South Asian Cinemas Widening the Lens

Edited By Sara Dickey, Rajinder Dudrah Copyright 2012
    152 Pages
    by Routledge

    152 Pages
    by Routledge

    This path-breaking collection explores the breadth and depth of South Asia’s many vibrant cinemas. It extends well beyond Bollywood to Nepali, Sri Lankan, Pakistani Panjabi, Bhojpuri, Bengali, Kannada, and early Tamil cinemas, while unpacking the category of 'Bollywood' itself. The coverage of cinematic features is equally far-ranging, exploring music, dance, audiences, filmmakers, industries, and the mutual influences among South Asia’s cinemas.

    With a mix of ethnographic, historical, auteur, and textual approaches, this exciting collection presents the first wide-reaching analysis of South Asian cinemas. The nine chapters include a new theoretical and historical engagement by the co-editors about the burgeoning area of South Asian cinemas in the academy, as well as original research by young and established scholars.
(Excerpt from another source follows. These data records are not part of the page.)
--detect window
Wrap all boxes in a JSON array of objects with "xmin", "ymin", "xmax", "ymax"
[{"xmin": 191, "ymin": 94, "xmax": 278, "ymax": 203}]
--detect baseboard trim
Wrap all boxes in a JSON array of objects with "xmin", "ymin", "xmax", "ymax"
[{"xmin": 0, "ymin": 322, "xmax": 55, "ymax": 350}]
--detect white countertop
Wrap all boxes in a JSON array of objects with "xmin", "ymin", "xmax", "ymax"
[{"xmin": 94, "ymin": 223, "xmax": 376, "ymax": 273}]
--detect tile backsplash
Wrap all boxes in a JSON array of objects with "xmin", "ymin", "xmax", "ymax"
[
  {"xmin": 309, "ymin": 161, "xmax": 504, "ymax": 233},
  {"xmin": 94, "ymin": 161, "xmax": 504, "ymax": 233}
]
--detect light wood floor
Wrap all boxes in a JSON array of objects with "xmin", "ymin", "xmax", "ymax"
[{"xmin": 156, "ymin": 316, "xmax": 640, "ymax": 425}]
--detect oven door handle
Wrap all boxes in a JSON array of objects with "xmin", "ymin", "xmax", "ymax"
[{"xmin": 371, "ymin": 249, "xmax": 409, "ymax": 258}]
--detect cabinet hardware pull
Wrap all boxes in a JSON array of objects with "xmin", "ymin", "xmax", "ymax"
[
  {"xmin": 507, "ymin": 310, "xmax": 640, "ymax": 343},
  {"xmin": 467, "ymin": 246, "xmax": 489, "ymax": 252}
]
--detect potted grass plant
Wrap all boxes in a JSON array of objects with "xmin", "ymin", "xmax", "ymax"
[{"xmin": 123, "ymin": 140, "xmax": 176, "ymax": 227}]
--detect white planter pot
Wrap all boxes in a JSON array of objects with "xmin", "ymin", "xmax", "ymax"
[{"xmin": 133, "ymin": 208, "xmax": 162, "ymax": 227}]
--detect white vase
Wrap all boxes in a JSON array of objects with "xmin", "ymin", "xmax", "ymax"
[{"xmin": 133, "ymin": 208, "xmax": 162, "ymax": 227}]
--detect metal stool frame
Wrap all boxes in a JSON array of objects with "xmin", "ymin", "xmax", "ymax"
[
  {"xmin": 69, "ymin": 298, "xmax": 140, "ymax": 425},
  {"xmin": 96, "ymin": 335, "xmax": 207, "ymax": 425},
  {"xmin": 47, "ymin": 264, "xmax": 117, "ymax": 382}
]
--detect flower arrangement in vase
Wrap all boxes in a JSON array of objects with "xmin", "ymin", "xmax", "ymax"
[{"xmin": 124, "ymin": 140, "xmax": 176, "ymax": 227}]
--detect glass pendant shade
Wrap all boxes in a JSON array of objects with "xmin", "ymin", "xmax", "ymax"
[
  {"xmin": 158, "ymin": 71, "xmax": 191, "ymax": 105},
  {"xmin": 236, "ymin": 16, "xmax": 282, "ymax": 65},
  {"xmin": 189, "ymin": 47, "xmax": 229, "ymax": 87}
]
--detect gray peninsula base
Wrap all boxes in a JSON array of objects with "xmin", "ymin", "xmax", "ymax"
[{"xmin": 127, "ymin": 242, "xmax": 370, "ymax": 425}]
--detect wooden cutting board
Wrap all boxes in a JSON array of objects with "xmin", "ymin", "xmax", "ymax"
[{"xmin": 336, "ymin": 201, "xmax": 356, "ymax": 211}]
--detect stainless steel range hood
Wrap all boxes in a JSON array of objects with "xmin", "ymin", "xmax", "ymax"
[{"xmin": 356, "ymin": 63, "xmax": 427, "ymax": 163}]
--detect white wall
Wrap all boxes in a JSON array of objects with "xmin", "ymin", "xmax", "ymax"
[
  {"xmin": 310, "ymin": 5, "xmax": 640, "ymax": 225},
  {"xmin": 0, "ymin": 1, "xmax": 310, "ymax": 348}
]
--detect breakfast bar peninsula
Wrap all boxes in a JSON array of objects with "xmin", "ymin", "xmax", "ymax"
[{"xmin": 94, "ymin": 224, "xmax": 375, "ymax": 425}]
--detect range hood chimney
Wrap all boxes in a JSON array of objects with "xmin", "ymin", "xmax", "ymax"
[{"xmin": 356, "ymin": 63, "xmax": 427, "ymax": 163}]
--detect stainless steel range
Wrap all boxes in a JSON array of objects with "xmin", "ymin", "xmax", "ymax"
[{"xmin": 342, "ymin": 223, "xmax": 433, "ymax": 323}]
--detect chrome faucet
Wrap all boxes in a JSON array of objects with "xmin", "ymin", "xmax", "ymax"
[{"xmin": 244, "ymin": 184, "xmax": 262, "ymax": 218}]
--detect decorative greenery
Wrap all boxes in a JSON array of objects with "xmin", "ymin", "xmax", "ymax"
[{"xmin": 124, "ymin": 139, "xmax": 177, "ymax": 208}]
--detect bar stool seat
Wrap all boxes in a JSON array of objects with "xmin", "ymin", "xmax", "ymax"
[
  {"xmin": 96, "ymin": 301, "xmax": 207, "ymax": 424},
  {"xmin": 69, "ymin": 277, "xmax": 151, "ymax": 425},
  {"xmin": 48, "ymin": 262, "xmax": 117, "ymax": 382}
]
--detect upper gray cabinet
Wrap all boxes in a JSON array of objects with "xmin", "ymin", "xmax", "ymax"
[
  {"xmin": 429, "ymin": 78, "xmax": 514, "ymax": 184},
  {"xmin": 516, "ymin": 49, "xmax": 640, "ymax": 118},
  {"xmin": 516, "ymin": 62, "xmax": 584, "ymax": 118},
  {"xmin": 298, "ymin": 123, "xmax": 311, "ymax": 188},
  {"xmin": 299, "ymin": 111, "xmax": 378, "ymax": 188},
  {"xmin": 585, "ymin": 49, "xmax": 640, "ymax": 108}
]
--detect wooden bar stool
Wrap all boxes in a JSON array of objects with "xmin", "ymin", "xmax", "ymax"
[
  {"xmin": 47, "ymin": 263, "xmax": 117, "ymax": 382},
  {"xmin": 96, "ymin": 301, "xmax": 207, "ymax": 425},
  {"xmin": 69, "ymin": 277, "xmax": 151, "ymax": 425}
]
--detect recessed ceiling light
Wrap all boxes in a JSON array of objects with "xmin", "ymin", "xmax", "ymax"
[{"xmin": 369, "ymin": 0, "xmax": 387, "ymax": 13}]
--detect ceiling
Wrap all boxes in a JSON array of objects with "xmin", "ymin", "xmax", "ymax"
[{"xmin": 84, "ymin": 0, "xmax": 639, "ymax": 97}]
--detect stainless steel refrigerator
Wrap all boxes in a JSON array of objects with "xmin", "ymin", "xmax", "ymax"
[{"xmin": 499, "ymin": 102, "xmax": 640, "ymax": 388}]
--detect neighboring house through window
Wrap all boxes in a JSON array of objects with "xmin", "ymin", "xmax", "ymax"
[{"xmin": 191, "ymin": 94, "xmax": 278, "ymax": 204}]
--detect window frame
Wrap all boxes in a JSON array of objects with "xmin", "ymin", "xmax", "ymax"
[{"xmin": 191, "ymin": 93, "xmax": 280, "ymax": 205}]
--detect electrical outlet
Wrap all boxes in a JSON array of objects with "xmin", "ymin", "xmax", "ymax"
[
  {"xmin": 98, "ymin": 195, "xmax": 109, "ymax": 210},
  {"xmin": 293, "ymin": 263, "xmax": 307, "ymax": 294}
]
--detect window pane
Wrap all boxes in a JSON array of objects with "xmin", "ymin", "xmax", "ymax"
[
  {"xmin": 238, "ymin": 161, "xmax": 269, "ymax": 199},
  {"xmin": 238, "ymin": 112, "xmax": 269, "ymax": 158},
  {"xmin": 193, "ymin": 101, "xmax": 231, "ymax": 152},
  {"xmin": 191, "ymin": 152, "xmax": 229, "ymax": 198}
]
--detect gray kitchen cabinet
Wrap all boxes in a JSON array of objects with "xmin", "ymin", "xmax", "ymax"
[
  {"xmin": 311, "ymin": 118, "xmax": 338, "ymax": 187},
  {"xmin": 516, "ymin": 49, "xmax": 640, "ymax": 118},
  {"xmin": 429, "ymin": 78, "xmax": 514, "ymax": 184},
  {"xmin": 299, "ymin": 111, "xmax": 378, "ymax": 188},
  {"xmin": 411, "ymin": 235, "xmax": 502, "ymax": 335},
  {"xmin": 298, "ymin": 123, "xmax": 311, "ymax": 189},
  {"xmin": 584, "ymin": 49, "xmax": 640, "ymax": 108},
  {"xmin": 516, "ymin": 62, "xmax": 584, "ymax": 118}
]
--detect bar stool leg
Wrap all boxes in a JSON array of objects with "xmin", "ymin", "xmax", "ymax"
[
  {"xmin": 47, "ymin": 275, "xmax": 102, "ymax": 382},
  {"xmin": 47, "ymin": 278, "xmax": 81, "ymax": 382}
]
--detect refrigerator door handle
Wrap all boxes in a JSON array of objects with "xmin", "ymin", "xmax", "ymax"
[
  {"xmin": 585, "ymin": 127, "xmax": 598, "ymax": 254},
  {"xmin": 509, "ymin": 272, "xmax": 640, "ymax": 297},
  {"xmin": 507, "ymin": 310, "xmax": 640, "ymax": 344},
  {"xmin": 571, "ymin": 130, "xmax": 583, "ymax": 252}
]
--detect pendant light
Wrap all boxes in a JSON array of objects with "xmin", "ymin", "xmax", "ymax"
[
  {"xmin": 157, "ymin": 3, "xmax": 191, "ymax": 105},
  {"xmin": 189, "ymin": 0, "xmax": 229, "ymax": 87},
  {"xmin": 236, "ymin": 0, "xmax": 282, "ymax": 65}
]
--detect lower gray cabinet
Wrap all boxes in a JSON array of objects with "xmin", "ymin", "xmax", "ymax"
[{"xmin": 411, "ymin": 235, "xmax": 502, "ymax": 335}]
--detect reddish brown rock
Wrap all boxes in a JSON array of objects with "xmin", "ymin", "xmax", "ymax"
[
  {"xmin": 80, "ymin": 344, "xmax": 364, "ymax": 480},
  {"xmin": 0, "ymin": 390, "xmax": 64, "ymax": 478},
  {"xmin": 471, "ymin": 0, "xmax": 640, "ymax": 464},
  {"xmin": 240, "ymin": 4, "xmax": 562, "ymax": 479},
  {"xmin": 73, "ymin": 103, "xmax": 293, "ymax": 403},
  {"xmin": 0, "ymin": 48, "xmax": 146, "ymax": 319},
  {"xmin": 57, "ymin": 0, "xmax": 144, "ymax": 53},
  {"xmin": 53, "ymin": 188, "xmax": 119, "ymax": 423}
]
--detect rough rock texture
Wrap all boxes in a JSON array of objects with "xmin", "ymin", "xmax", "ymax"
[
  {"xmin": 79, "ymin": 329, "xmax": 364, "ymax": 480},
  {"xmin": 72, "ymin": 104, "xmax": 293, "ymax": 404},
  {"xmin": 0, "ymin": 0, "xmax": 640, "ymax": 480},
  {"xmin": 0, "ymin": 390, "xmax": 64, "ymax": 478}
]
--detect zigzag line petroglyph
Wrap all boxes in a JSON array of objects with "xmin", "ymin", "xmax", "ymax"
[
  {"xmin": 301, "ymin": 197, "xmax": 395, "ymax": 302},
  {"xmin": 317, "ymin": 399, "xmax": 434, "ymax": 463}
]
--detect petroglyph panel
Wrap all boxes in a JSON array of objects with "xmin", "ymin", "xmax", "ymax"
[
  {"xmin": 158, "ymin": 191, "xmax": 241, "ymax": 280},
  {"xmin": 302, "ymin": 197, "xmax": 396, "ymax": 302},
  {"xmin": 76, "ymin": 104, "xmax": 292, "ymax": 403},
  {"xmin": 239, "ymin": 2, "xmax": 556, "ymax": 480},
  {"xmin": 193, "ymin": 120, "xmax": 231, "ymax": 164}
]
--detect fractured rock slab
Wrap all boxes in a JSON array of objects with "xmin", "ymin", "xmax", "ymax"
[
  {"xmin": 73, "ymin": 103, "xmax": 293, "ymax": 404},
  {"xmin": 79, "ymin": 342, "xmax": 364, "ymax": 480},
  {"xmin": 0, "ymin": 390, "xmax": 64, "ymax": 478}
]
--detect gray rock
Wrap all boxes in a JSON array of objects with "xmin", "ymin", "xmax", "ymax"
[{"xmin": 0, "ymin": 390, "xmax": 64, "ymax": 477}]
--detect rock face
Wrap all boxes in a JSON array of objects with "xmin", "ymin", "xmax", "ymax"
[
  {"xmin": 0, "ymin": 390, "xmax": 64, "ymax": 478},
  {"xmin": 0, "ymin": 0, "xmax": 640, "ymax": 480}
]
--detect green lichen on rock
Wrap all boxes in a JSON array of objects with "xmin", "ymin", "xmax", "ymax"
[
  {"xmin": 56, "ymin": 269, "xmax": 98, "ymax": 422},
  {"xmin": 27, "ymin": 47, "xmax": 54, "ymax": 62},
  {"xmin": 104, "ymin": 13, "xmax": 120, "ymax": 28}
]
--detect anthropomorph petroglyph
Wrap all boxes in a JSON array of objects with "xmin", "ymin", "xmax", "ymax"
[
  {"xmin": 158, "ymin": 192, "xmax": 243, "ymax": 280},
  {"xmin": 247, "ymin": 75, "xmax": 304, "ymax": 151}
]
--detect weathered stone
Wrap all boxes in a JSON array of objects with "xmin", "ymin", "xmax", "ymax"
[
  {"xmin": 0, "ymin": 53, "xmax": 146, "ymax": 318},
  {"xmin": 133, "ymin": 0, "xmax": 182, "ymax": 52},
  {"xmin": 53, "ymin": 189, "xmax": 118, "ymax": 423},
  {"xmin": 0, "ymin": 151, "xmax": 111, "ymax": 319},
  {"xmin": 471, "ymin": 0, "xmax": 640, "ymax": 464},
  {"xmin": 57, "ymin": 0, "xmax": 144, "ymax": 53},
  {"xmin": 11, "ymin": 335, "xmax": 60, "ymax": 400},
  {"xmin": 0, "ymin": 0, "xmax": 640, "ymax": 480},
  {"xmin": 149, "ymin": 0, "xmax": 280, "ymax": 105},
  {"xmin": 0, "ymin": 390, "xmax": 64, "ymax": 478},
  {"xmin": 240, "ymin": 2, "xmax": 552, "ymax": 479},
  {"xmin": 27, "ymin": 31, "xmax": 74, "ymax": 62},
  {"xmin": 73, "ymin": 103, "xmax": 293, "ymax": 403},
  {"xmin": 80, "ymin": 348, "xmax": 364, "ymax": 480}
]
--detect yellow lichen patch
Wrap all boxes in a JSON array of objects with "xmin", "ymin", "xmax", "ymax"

From historical to contemporary considerations, to close analyses and empirical material from fieldwork, to a rich and revealing photographic essay, this collection will be novel reading for a new generation of work into an important global cinematic region.

    This book was originally published as a special issue of South Asian Popular Culture.

    1. 'South Asian Cinemas: Widening the Lens' (editorial essay), Sara Dickey, Bowdoin College, and Rajinder Dudrah, University of Manchester.

    2. ‘What Is Tamil about Tamil Cinema?’, Stephen Hughes.

    3. ‘Mediating Bhojpuriya: Migration, Circulation, and Bhojpuri Cinema’, Katy Hardy, University of Pennsylvania.

    4. ‘Bollylite in America’, Priya Joshi, Temple University.

    5. ‘The Indian People’s Theater Association (IPTA) on Film: (Con)testing Memory and History in the Bengali Theaterscapes of Ritwik Ghatak’s Komal Gandhar ("E Flat," 1961)’, Erin O’Donnell.

    6. ‘Silence and the Uncanny: Partition in the Soundtrack of Khamosh Pani’, Pavitra Sundar.

    7. ‘Ladies Queues, "Roadside Romeos," and Balcony Seating: Ethnographic Observations on Women’s Cinema-Going Experiences’, Lakshmi Srinivas.

    8. ‘Under India’s Big Umbrella? Bollywood Dance in Nepal’, Sangita Shresthova.

    9. ‘An Overview of Contemporary Sri Lankan Cinema: A Photographic Essay’, Abby Robinson (Independent scholar and artist).

    Biography

    Sara Dickey is Professor of Anthropology at Bowdoin College, U.S.A. Her research interests include class in urban India, and Tamil film-watching, cinema, and politics. She is author of Cinema and the Urban Poor in South India and co-editor of Home and Hegemony: Domestic Service and Identity Politics in South and Southeast Asia.

    Rajinder Dudrah is Senior Lecturer and Director of the Centre for Screen Studies at the University of Manchester, UK. He has researched and published widely in film, media and cultural studies in international journals. His books include Bollywood: Sociology Goes to the Movies and Bhangra: Birmingham and Beyond.